Zeus Strikes Mobile Banking
Security Experts Confirm Threat to Mobile, Online UsersS21sec, a global digital-security firm that provides e-crime intelligence, discovered a link between malware that was hitting online users and their mobile devices. Ultimately, it was a dual-Zeus compromise, says Daniel Brett, head of business development for S21sec. Brett says this so-called man-in-the-mobile, or Zeus Mitmo, attack is likely just the beginning, as other types of malware aimed at mobile devices can be expected.
"This one was Zeus, but other types of malware are possible," Brett says. "It was the first time we've seen people using a combination of Zeus, with a mobile piece of malware and an online attack all in one."
How Zeus Struck
Social engineering played a role in this attack. Once online banking users logged in to access their accounts, they were asked to enter their mobile numbers and the makes of their mobile phones. A link was then SMS/text-messaged to the mobile users, who were each asked to click the alleged transaction-authentication/verification link contained within the text."It was an effective scheme, because it would make sense, after entering your information on your bank's website, to have a link sent to your phone," Brett says. "Users would think their bank was just following up with a supposed security certificate."
S21sec discovered two variants of the Zeus Mitmo - one for Blackberry and one for Symbian. But Brett says varieties for other mobile devices are likely out there; they just have not been uncovered.
The most startling discovery, however, did not relate to social engineering; it related to the sophistication of the malware itself. This Zeus Trojan had the ability to manipulate a mobile device's address book and add an entry for a number that could be hard-coded or programmed into the device. "Every time a phone was infected, SMS messages from telcos in Spain were being sent back to the same U.K. number," the number that had been injected into mobile phones by the Trojan. Once fraudsters had control of the address book, they could send text messages without the user even knowing. So banking transactions could, in theory, be approved via SMS/text, and the action would be completely invisible to the user.

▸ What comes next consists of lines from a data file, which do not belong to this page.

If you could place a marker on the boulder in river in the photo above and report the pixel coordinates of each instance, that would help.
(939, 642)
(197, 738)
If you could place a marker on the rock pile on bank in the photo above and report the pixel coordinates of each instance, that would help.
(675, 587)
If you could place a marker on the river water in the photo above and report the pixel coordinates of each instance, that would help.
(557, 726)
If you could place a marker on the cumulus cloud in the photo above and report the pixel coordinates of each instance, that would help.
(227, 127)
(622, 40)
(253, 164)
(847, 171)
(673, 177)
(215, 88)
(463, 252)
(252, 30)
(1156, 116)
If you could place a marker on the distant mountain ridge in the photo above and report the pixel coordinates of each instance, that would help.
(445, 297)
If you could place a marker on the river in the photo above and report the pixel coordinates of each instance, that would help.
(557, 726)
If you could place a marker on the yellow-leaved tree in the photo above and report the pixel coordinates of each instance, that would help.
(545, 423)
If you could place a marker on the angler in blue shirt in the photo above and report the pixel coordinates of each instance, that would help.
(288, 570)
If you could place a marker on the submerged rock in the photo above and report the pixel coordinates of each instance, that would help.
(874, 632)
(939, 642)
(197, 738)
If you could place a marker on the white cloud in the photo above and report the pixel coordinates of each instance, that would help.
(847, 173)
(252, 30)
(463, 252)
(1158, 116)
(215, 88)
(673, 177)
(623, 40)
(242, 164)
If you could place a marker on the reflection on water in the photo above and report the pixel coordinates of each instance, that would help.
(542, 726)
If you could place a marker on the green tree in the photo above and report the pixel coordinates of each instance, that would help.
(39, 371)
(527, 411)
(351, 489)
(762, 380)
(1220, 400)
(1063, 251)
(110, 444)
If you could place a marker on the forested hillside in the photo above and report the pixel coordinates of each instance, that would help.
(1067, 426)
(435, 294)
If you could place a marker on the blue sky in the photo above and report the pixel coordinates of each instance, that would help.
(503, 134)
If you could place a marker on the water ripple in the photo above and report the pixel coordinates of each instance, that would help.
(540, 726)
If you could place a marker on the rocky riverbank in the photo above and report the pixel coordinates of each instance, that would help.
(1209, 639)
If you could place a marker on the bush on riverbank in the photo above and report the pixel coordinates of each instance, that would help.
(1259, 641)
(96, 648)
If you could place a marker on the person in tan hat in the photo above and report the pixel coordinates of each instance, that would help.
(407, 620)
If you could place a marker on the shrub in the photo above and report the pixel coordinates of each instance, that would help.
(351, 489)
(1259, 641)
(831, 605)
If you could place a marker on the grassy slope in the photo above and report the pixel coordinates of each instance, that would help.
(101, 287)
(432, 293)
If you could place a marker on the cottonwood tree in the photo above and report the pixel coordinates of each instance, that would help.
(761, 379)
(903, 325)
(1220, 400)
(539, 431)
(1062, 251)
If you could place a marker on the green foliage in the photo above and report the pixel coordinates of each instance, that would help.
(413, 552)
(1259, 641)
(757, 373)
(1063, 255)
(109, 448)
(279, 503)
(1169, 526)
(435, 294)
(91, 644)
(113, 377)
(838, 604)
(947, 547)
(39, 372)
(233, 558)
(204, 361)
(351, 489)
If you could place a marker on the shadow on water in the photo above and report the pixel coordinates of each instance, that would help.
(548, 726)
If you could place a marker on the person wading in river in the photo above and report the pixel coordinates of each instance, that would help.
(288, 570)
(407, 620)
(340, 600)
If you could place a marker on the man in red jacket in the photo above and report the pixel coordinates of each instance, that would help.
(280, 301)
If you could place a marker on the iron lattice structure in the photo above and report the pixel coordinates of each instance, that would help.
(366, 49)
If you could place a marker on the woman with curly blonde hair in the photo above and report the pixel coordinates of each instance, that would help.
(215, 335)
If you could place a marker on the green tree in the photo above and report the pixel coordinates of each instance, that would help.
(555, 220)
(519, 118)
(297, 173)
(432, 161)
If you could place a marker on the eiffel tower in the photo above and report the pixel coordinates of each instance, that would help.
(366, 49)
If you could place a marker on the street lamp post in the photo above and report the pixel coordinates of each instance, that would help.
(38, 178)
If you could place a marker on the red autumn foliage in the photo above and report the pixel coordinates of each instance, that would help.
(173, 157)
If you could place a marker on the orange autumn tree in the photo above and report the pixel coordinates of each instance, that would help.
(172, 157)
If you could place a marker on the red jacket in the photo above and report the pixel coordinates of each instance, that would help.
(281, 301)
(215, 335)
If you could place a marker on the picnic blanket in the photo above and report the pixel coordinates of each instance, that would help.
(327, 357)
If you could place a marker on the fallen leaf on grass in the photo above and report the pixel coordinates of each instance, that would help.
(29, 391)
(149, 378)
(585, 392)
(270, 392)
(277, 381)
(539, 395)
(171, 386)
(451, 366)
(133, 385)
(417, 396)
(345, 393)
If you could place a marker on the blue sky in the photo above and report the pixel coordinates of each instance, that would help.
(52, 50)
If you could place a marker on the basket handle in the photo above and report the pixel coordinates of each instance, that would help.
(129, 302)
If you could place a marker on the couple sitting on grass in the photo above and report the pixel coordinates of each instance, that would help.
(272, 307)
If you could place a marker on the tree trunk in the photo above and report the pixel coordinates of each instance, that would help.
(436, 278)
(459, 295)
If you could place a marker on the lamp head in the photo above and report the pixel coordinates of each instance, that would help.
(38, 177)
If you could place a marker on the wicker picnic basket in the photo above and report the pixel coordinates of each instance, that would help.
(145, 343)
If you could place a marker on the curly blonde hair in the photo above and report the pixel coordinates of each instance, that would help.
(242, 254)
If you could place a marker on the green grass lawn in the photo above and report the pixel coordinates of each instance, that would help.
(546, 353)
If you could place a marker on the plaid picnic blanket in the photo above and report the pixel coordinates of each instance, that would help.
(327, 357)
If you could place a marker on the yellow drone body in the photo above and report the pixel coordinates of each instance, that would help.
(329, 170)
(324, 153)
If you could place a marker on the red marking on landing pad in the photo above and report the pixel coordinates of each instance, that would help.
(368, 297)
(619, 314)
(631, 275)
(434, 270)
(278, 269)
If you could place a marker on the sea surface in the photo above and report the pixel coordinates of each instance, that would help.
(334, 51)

"They have learned how to automatically transfer funds out of an account without human interaction," Brett says. "And it's an attack that takes advantage of SMS as a second-factor or out-of-band transaction."
The Online Weakness
In this particular attack, JavaScript that included entry fields for users to input mobile numbers and mobile device makes and models was placed over the banks' websites. The point of compromise was the online channel, and outdated architecture is part of the problem, says Georg Hess, CEO and co-founder of Art of Defence, a Germany-based application-security company. "Online and mobile applications typically use the same web application," he says. "There is no essential security difference between the mobile application and the classic online application, because the application is actually run on the server."Hess says the Active Service Pages or ASP.net framework, on which half of all online banking sites are based, is vulnerable, namely from an encryption standpoint. "The technology has been around since 2002, and it's much easier to attack than it was years ago," he says.
Neil Schwartzman, executive director of the Coalition Against Unsolicited Commercial Email North America Inc., says the banking industry is setting itself up for fraud online and via the mobile channel. "This breaks two-factor authentication, and proves that having all of the channels linked, using the same technology, is not a good idea," he says. "This is about someone logging into their bank account online from a PC, getting an authentication code to a mobile device and then logging into their account through that same device. Once they can tie your PC to your mobile device, they've got you."
What the industry needs, Schwartzman says, is a single source for downloadable web applications. "Dedicated apps seem to be the only way to deal with this," he says. "These guys have really upped the bar; they've broken the thing that we haven't even properly deployed yet -- two-factor authentication."